National Review Online
Wednesday, February 08, 2023
President Biden brought his Walter Mitty fantasies to a joint session of Congress on Tuesday night. The State of the Union address was given by the same mythical hero who attended law school on a full academic scholarship and went to jail to protest apartheid. His fabled accomplishments this time included ending the Covid pandemic, reducing inflation and the deficit, and bringing the country together. He pledged heroically to block cuts to Medicare and Social Security and a national ban on abortion — none of which have a remote prospect of reaching his desk, as he tacitly conceded in the case of the entitlement programs.
Some of the posturing was, however, politically shrewd. He did a balancing act on the police, praising most of them while also calling for reform. The social causes the administration has spent much of its energy pursuing were relegated to a few sentences tucked more than an hour into the speech. Instead, he concentrated on a doubtless poll-tested economic agenda.
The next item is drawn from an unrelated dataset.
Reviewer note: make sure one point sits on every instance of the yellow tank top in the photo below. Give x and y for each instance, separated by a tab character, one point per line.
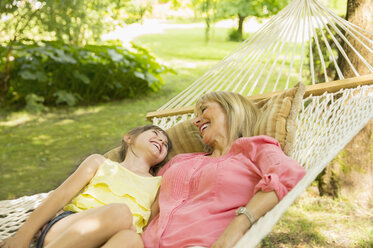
115	184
Price controls on medicine, airfare, and lodging are probably doomed thanks to the Republican House — and rightly so, given the baleful effects they would likely have on innovation and supplies. But price controls often sound appealing when those effects are ignored. Biden’s economic nationalism was also likely a vote-winner: Every president says he favors Buy American procurement policies, even though they mean less bang for taxpayers’ buck. Nobody wants to see seniors’ benefits slashed; never mind that politicians who stop the discussion there are guaranteeing a crisis nobody wants either.
In the real world, these programs need reform more than they need to be protected from cuts; gun control is not the answer to violent crime; and resort fees, however annoying, are not among the top challenges the U.S. government ought to be tackling. What our politics lacks most is a sober insistence on reality.